It's Thursday, and if you're anything like me on most weeks, you've run out of all of the food you bought last weekend. You've run out of dinner ideas—if you had any in the first place. You've run out of time. Generally speaking. Don't worry. Don't succumb to spending $40 to $100 on takeout (my kids eat like men). What to do is this: Survey your freezer and your fridge and your cabinets and make a kick-ass buffet. Use those convenience items. Don't be shy. Have no shame. What's that they say? Try to be perfect and you end up a shitshow? Kidding, kidding: I know: it's perfect is the enemy of good. It's true.

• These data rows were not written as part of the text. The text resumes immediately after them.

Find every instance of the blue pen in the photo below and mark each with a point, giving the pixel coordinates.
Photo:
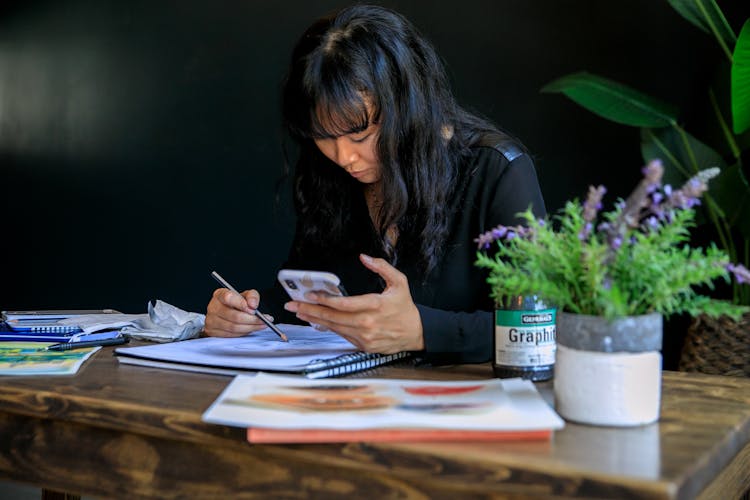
(67, 346)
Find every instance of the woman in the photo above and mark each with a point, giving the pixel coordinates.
(393, 183)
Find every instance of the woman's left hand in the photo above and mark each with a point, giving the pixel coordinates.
(385, 323)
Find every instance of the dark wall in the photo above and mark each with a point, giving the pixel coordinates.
(139, 141)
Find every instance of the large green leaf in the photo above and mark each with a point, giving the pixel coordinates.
(684, 155)
(614, 101)
(706, 15)
(741, 81)
(730, 188)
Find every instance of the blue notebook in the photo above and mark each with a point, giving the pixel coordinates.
(42, 325)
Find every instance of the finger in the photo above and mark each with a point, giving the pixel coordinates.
(231, 299)
(391, 275)
(252, 298)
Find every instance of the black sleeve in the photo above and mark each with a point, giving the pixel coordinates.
(497, 196)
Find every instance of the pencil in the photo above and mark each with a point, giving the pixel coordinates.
(259, 314)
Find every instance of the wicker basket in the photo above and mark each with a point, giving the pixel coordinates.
(717, 346)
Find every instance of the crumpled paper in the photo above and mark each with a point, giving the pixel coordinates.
(163, 323)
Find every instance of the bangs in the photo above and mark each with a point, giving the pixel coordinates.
(330, 119)
(339, 107)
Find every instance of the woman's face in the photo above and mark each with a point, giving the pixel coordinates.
(356, 153)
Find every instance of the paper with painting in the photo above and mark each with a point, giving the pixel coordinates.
(290, 403)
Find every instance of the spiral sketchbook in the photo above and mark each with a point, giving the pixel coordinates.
(309, 352)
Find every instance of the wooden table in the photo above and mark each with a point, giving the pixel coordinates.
(126, 431)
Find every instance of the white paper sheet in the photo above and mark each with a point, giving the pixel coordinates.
(261, 350)
(284, 402)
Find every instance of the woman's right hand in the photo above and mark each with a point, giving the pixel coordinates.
(230, 314)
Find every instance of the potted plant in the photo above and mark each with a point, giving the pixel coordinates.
(726, 212)
(612, 276)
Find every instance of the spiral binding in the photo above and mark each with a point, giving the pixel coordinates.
(350, 363)
(54, 329)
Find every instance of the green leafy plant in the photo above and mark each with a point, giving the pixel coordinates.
(634, 259)
(727, 207)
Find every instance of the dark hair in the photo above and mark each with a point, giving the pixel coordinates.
(371, 51)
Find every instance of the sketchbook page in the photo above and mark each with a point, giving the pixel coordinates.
(283, 402)
(261, 350)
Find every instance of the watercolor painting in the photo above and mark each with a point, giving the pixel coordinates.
(25, 358)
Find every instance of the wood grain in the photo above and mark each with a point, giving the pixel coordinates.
(127, 431)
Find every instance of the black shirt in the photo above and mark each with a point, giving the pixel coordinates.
(495, 183)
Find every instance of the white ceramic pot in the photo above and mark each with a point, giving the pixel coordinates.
(608, 372)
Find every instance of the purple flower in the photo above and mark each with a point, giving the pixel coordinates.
(741, 273)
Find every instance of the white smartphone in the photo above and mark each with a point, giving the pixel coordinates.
(298, 282)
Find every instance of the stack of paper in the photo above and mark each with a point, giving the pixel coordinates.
(285, 409)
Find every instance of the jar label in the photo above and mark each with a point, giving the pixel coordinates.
(525, 338)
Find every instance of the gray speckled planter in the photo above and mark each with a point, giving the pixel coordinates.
(608, 373)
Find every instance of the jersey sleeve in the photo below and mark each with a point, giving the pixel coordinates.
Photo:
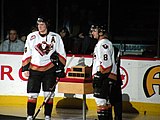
(105, 57)
(60, 49)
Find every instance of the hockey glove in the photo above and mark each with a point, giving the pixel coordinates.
(58, 65)
(100, 85)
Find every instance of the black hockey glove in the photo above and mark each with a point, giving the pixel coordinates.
(58, 65)
(100, 85)
(97, 80)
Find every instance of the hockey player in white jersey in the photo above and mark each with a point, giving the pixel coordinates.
(102, 67)
(39, 65)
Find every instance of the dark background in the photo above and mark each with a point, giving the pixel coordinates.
(131, 21)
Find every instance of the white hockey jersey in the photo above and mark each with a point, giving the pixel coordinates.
(38, 50)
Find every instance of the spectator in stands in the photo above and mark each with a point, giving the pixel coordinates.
(12, 44)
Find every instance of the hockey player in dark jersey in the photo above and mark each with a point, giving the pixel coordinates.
(104, 72)
(39, 66)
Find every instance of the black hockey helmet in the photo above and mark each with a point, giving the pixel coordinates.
(100, 28)
(44, 19)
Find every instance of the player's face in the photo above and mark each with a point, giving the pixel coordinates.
(42, 27)
(95, 33)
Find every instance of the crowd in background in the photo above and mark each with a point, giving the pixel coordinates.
(73, 26)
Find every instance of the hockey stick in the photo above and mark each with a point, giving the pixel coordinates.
(46, 99)
(50, 94)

Anyway, if you don't know what to have for dinner, do what I did on Tuesday and embrace the easy. Here are some ideas that will work for a variety of have-on-hand scenarios (and/or my unsolicited advice about what to buy next time).
First, fancy up a totally pre-made frozen entree.
These here are tamales from Trader Joe's (thanks for the tip, Elisa!), cut in half and topped with a slice of avocado to make them look all appetizer-y. Purchasing pre-made tamales from TJ's is a no-brainer because: 1) they're relatively healthy 2) they contain meat, which my family loves and I never make, and 3) I WILL NEVER MADE TAMALES FROM SCRATCH. But there's no reason you shouldn't buy and serve healthy entrees that you actually would make because YOU'RE BUSY and food should not be stressful. So also try using—or next time stocking up on—these things: pizza (healthier and way cheaper than the ones you order), veggie burgers. Remember: halving or quartering standard servings makes things look cute. You could also go the route (which I often do), of buying frozen salmon or turkey/veggie meatballs and rounding out the meal with grains and veggies (see more soon)—but I consider that legit cooking.
Grab those prehistoric bags of frozen veggies.
And cook 'em up. Now's a good a day as any. Above is a bowl of grilled cauliflower, again from Trader Joe's. It legit has two ingredients: grilled cauliflower and salt. For all intents and purposes, it's just as good for you as regular roasted cauliflower: delivering detoxifying isothiocyanates, fiber and all that jazz. I know this because I have a master's degree in nutrition. Not to brag. Just to let you know that my opinion is informed by facts and my opinion is this: there is no shame in frozen veggies. (Note: I agree that they sometimes feel limp and soggy-ish. But frozen veggies are better than no veggies and if that really bothers you can go for things like peas and corn.) Or you can just eat things like snap peas and green beans and cherry tomatoes from the fridge. (See two blurbs down.)
Make something starchy you have stashed in a cabinet—real quick.
And by "real quick" I mean approximately 20 minutes, start to finish. This here is one giant (mutant?) sweet potato turned into baked fries (375 to 400 degrees for 20ish minutes) that one of my kids will eat until he turns orange. Ketchup is totally okay. Sweet potatoes, or potatoes of any kind, are also a great base for a bowl. Like rice (quick-cooking brown), quinoa and other grains. In the case of a bowl, you just pull ALLLLL the things out (beans, veggies, avocado, cheese) and put them on the table. Let the people decide what to pile on top.
Raid the refrigerator.
Peel the oranges. Slice up some cheese. Put out some hummus. And olives. And pickles. It's a picnic! Toast up old pita or just regular bread. Slice it in triangles to impress the people. Use all the stuff. Dinner is SERVED.